Terkait dengan batas waktu penjualan, Petrus belum bisa memastikan kapan pedagang harus berhenti menjual produk pakaian bekas.
"Kita hanya kasih batas waktu sampai barang-barang yang masih ada itu habis. Yang jelas seperti yang saya bilang tadi, kalau sudah dihentikan hulunya, dia tidak bakal bisa beli stok baru lagi, mau ambil dari mana lagi," ujarnya.
Petrus menyampaikan pemerintah berempati kepada pedagang yang telah mengeluarkan banyak modal untuk mendatangkan pakaian-pakaian bekas itu.
"Kita kan juga merasa kasihan dengan mereka yang sudah terlanjur membelanjakan barang itu dengan modal yang cukup besar. Jadi ada rasa kemanusiaannya juga," kata dia.
"Intinya kami sudah sampaikan ke mereka terkait surat edaran dari pusat. Jadi, kalau barangnya sudah habis, dia tidak boleh jualan produk-produk itu lagi," lanjutnya.
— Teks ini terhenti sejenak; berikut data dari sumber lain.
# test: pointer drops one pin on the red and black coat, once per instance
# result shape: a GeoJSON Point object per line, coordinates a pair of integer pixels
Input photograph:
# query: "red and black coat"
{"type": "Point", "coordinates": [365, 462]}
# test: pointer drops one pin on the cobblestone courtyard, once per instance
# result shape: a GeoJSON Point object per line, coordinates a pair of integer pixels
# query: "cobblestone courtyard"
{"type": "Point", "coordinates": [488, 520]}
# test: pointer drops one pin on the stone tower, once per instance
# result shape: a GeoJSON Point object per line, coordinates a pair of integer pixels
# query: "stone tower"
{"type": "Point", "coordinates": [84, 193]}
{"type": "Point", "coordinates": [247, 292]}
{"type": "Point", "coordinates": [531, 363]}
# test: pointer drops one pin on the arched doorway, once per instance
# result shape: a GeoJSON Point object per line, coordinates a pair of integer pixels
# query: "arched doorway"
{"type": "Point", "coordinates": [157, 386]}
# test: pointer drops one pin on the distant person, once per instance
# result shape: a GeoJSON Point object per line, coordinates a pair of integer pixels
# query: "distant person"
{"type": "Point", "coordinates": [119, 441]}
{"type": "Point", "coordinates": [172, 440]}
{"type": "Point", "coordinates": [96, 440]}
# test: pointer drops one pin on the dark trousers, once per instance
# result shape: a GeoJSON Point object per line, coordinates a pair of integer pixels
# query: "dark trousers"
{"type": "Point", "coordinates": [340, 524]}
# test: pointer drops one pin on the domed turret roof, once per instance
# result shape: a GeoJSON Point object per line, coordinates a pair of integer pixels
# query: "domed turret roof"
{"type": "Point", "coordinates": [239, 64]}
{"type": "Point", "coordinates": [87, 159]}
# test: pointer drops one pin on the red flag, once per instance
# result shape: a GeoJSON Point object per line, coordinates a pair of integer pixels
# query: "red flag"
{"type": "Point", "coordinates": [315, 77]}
Begitu pun dengan pedagang cakar bongkar yang berada di depan Pasar Sentral, bilamana produknya telah habis, maka harus segera meninggalkan lokasi tersebut.
"Lokasi itu kan sebenarnya bukan tempat untuk berjualan. Jadi, kalau sudah habis barangnya ya silakan legowo untuk meninggalkan tempat itu," tandas Petrus.
Sementara untuk pedagang cakar bongkar yang di dalam Pasar Sentral, kata Petrus, masih diperbolehkan berjualan dengan komoditi yang berbeda.